“朱老爷,我也不是那不明事理的人,若是真做错了什么,打啊骂啊罚啊,那都是应该的,可断没有二话不说就打人的地步。”
“我们一家上下全靠他养活,如今他半身不遂,这日后我们是只能喝西北风了啊!”
“请求朱老爷给我们一个理由,不要让我们一家不明不白啊!”
说着,中年妇人又躬身跪下,身后的几人都跟随她的动作,缓缓下拜。
躺在担架上的掌勺也忍不住有所动作,只是因为身体不能动,只发出几声“呜呜”的声音。
虽然什么都听不清,却也带着难以言喻的悲凉。
朱老爷立马叫人扶他们起来,自己则步履蹒跚的走到担架旁,弯腰看了好半天。
良久他才辨认出担架上确是朱靖珊院子里的掌勺,他们前两天还打过照面呢,没想到短短时间内就变成了这样。
“珊儿,你告诉我这是怎么回事。”朱老爷转头看着朱靖珊,一双眼中满是沧桑。
朱靖珊的目光微微闪躲,态度却仍是不以为然,“一个办事不力的下人罢了,我不过是略施小惩,有什么大不了的。居然敢跑来闹事,还是我太手下留情了。”
“朱小姐您这是说的什么话?”中年妇人一下子就急了,一双手无处安放的乱指,“他都已经变成这样了,你还说是略施小惩?您是非要了他的命才肯罢休吗?”
“早知朱家是这样的龙潭虎穴,我说什么也不会让他来的!现在倒好,白白搭上了自己的后半辈子,还要被你这样侮辱!”
“我们是不如你有钱,却也容不得你这侮辱,今日你们若是不给个说法,我就是拼死也要去官府告你们!”
“反正已经这样了,我们也没有什么活路,死前就让你们血债血偿!”
朱靖珊几时受过这样的委屈,立马就火了,直接指着中年妇人的鼻子,“你这腌臜婆,胡说八道什么?”

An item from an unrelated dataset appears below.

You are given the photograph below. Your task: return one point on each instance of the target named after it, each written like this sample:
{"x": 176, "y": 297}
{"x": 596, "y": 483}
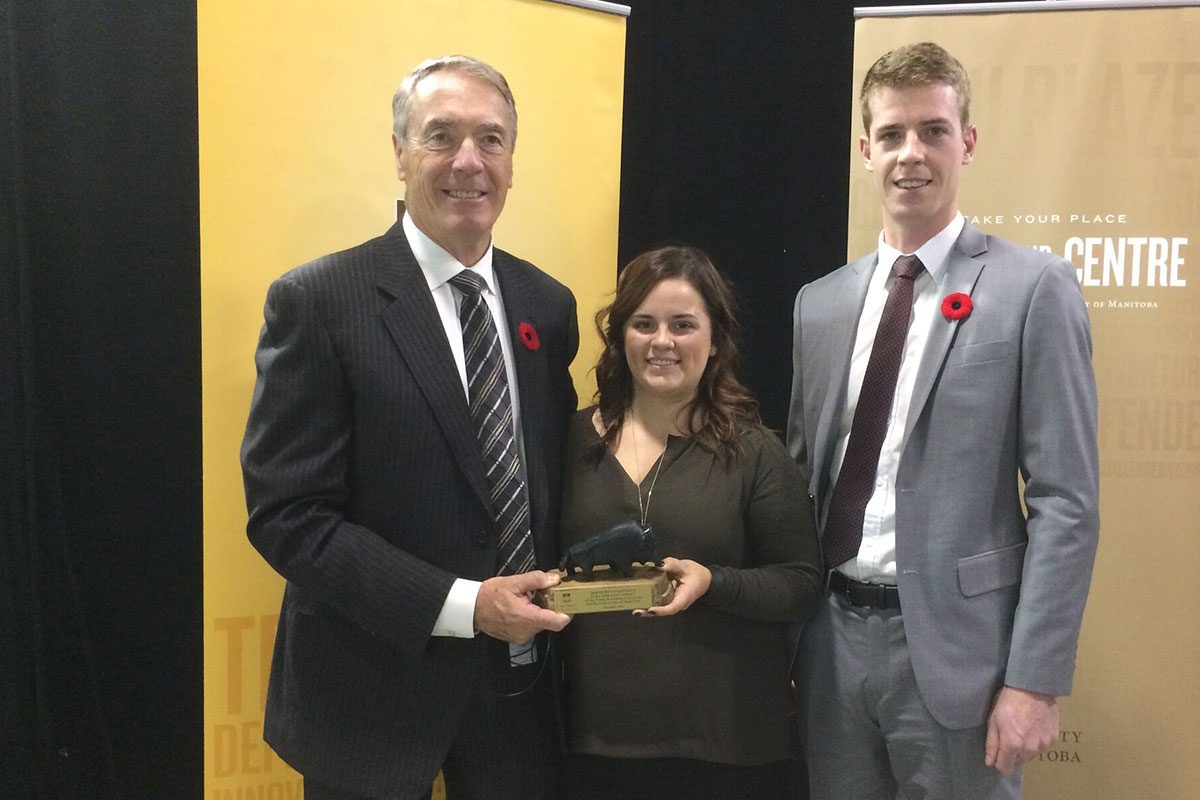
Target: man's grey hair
{"x": 402, "y": 101}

“朱靖珊!”朱老爷直接打断,面色是前所未有的阴沉,“我还在这里,轮不到你来撒野!”
朱靖珊瞪大了眼睛想说什么,却被朱老爷瞪得说不出来。
她是无法无天,可那是在别人面前,在朱老爷这儿,她还是有所顾忌的。
糟老头子,你也没几年好活了,就让你先威风几年!
“您别急,这件事我一定会给你们一个交代的。”朱老爷咳了几声,“你们几个,都是大小姐院儿里的,说说究竟是怎么回事,怎么就把人打成这样?”
被点到的几人面面相觑,最后却都低下头,一言不发。
他们心里都很清楚,朱老爷只是短暂停留,朱靖珊才是朱家最不好惹的人。
今天供出了朱靖珊,待朱老爷一走,他们的下场怕是和掌勺一样,甚至比掌勺更惨。
朱老爷也是人老成精,立马明白了问题所在。
“你们实话实话,有我在,还没人敢拿你们怎么样,不仅如此,我还会给你们赏银。”
仍没有人站出来。
“你们别忘了,我才是朱家的掌权人!违背我的命令,就不怕我惩罚你们吗?”
几人面面相觑,终是有人站了出来。
“那天,大小姐心情很不好,回来就把屋子里的东西都砸了,随后又把掌勺叫来,大骂了一顿,发了好大的火,亲手把他打成了这样……”
朱老爷面色一沉,看向其他人,“是他说的这样吗?”
“是……”
朱靖珊一下子就绷不住了,她万万没想到有人敢站出来,“你们……你们知道自己在说什么吗?信不信我……”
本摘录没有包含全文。